Bellis and Thomas countered their opponents at the May 22 hearing by arguing exactly the opposite, because they said no one in Connecticut wants to build a factory or office buildings in the current economy. Instead, there is strong demand for residential development in Shelton, they said.
“You are being asked to plan like it was 50 years ago,” Thomas said.
He claimed that the success of the Bridgeport Avenue corridor was due to PDD developments that deviated from the Plan for Conservation of Development, not by following the Plan.
“Go out and prove me wrong,” Thomas told the commission. “Go out and find an economist or a Realtor who says we’re going to start building LIP like we did 50 years ago.”

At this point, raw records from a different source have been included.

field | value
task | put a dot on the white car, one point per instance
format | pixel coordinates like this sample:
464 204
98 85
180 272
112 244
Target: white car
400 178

Bellis said the Plan for Conservation and Development was only a guide, and he read a statement in it that said it was appropriate to deviate from it if a significant change makes that appropriate. The recession in 2008 constituted that “significant change,” Bellis said.
Opponents weren’t through, however.
Karen Platt, a resident of Long Hill Cross Road, commented that when Bellis represented a factory owner on the street a few years ago, he argued that Long Hill Cross Road did not have a residential character. Now that he is representing a residential developer who wants to build there, he says it does, she said.
Platt said the proposed development will add significantly to the traffic congestion on the road, which is curvy and hilly.
Another resident, Gil Pastore, said he’s not against development on the Hawks Ridge site, but he favors zoning it R‑1, one-acre residential zoning, instead of the much denser development that is proposed.
PZC Chairman Ruth Parkins read letters from Board of Alderman President John Anglace and Alderman Eric McPherson, both urging that the Plan for Conservation and Development be followed.
McPherson said approving the Hawks Ridge application would “open the flood gates” for PDD proposals, and Anglace said it would effectively make the Plan for Conservation and Development “defunct.”
At the end of his remarks, Bellis countered by claiming that Aldermen have no business speaking against zoning applications because the Board of Aldermen has no authority in those matters.
Bellis also announced that Grasso and the owners of Honeycell LLC, a factory at 600 Bridgeport Ave. adjacent to the Hawks Ridge development property, have agreed to a land swap. If the application is approved, Grasso will give Honeycell a one-acre section in return for a one-acre plot at a different location.
The land swap will permit Honeywell to expand by building a warehouse, which will further increase Shelton’s tax base, he said.
But the land swap will also result in the loss of one condominium building containing four units, reducing the total residential units in the proposed development from 140 to 136, Bellis said.